Após a publicação de dois livros, Poemas ordinários, em 1995, e Outono & inferno, de 2002, Frederico Gomes traz neste Olhar forasteiro (precedido de Moinhos de [in]vento) uma importante série de novos poemas, que, de acordo com a “Breve nota” redigida pelo próprio autor, fazem parte dum imaginado Poemas reunidos, em cuja possibilidade de edição o próprio poeta descrê.
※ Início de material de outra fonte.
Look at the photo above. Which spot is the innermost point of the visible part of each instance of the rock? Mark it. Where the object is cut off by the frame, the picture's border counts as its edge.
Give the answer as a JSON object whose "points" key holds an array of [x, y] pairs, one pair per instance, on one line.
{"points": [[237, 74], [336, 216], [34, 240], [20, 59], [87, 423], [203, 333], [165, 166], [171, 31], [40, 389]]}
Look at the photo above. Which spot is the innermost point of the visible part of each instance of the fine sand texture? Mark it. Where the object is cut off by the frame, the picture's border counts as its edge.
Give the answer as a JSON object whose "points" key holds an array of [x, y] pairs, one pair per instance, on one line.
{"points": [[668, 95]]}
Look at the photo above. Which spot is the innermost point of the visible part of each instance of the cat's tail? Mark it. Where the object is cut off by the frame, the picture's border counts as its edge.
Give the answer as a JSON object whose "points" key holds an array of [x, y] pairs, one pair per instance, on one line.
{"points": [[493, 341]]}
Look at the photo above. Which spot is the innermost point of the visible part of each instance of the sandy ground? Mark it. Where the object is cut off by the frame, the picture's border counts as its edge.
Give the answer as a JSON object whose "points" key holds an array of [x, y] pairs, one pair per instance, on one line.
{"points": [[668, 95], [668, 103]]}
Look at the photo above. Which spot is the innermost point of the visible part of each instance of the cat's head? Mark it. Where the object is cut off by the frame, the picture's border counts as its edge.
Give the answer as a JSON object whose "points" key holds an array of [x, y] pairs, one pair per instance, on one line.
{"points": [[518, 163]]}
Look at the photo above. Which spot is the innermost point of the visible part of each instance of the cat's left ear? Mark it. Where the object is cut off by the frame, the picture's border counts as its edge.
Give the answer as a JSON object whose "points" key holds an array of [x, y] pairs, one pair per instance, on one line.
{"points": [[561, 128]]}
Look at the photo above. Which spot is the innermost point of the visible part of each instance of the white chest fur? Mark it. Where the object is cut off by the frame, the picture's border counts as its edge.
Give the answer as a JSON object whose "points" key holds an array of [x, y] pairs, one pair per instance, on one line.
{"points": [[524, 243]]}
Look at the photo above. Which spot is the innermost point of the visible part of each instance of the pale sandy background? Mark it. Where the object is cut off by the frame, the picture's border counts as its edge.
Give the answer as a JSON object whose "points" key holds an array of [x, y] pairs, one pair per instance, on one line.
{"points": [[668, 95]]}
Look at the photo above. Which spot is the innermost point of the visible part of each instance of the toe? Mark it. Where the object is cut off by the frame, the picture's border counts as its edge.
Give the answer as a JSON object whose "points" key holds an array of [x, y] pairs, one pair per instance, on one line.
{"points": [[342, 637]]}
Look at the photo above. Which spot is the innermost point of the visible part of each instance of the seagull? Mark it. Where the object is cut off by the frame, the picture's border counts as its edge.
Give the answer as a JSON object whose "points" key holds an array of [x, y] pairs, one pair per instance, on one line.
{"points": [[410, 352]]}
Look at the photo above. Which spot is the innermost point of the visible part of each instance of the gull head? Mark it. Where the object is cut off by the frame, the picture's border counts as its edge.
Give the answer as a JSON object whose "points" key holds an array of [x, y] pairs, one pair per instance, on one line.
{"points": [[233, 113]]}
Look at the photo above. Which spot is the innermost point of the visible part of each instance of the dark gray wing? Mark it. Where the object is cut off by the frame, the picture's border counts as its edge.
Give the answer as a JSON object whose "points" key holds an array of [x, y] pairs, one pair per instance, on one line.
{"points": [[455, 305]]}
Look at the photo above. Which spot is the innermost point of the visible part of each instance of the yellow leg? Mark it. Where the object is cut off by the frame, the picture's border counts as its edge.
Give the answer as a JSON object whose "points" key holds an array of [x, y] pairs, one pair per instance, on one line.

Tal aviso é altamente sintomático de uma sua essencial desconfiança em relação às certezas do real, indissociável, aliás, dum sentimento primordial do inseguro e do efêmero de todas as coisas, um sentimento que facilmente diríamos budista, e que não poderá deixar de espalhar suas marcas, é evidente, nos poemas que aqui se reúnem.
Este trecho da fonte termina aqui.